Add a new file in src/bio_sea_pearl/perl_wrappers/, following the pattern of existing wrappers:

import os
import subprocess
from pathlib import Path

def _repo_root() -> Path:
    env = os.environ.get("BIOSEA_REPO_ROOT")
    if env:
        return Path(env)
    return Path(__file__).resolve().parents[3]

def run_my_tool(arg1: str, arg2: str) -> str:
    root = _repo_root()
    script = root / "my_tool" / "bin" / "my_script.pl"
    result = subprocess.run(
        ["perl", str(script), arg1, arg2],
        capture_output=True, text=True, cwd=str(root)
    )
    if result.returncode != 0:
        raise RuntimeError(result.stderr.strip())
    return result.stdout.strip()

3. Export and expose

Follow the same pattern as above: add an API function, export it, add CLI and REST endpoints.

Tip

Always strip ANSI escape codes from Perl output using term_utils.strip_ansi(). Many Perl scripts emit coloured terminal output that corrupts JSON responses.

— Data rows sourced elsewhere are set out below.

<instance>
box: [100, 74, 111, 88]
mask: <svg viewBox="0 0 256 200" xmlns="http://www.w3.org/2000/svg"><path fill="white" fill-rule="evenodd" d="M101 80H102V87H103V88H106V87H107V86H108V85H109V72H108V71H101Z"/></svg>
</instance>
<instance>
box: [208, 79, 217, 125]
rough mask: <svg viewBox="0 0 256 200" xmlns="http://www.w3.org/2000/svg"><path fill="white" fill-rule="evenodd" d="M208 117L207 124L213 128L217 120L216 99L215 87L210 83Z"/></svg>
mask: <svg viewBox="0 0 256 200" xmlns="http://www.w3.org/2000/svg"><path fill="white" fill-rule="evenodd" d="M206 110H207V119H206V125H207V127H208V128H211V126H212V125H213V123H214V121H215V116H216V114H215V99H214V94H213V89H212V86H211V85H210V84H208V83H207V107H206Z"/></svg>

Porting a Perl module to Python

The existing seqtools_py/ directory demonstrates the porting pattern:

  1. Write a pure Python implementation with the same semantics as the Perl module.
  2. Add it to seqtools_py/ (or a new package under src/bio_sea_pearl/).
  3. Update the API layer to try the Python version first and fall back to Perl.

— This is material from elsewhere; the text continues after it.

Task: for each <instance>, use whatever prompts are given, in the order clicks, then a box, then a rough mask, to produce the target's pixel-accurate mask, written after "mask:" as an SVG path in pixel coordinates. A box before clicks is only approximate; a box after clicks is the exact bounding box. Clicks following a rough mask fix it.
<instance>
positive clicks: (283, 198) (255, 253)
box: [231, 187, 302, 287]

The fallback logic in seqtools_api.py handles this automatically:

try:
    return _python_implementation(args)
except ValueError:
    raise  # Validation errors propagate immediately
except Exception:
    return _perl_fallback(args)  # Other failures fall back

This pattern means you can deploy without Perl once all required functions have Python ports.


Build and packaging

The project uses Hatchling as its build backend. Key configuration in pyproject.toml:

[tool.hatch.build.targets.wheel]
packages = ["src/bio_sea_pearl"]

[tool.hatch.build.targets.wheel.force-include]
"api" = "api"
"alignment" = "alignment"
"markov" = "markov"
"seqtools" = "seqtools"

If you add a new top-level directory that needs to be included in the wheel, add a force-include entry.


Running tests

# Install dev dependencies
pip install -e ".[dev]"

# Run the full test suite
pytest

# Run a specific test file
pytest tests/unit/test_bwt.py

# Run with verbose output
pytest -v

The test suite uses @pytest.mark.skipif to skip tests that require Perl when Perl is not installed. Follow this pattern for any new tests that depend on external tools.


Repository root resolution

The wrapper layer locates the repository root in two ways:

  1. BIOSEA_REPO_ROOT environment variable — set this in Docker containers or CI environments where the repo is at a non-standard path.
  2. Path traversalPath(__file__).resolve().parents[3] walks three levels up from the wrapper file, which reaches the repository root from src/bio_sea_pearl/perl_wrappers/.

If you move wrapper files to a different directory depth, update the parents[3] index accordingly.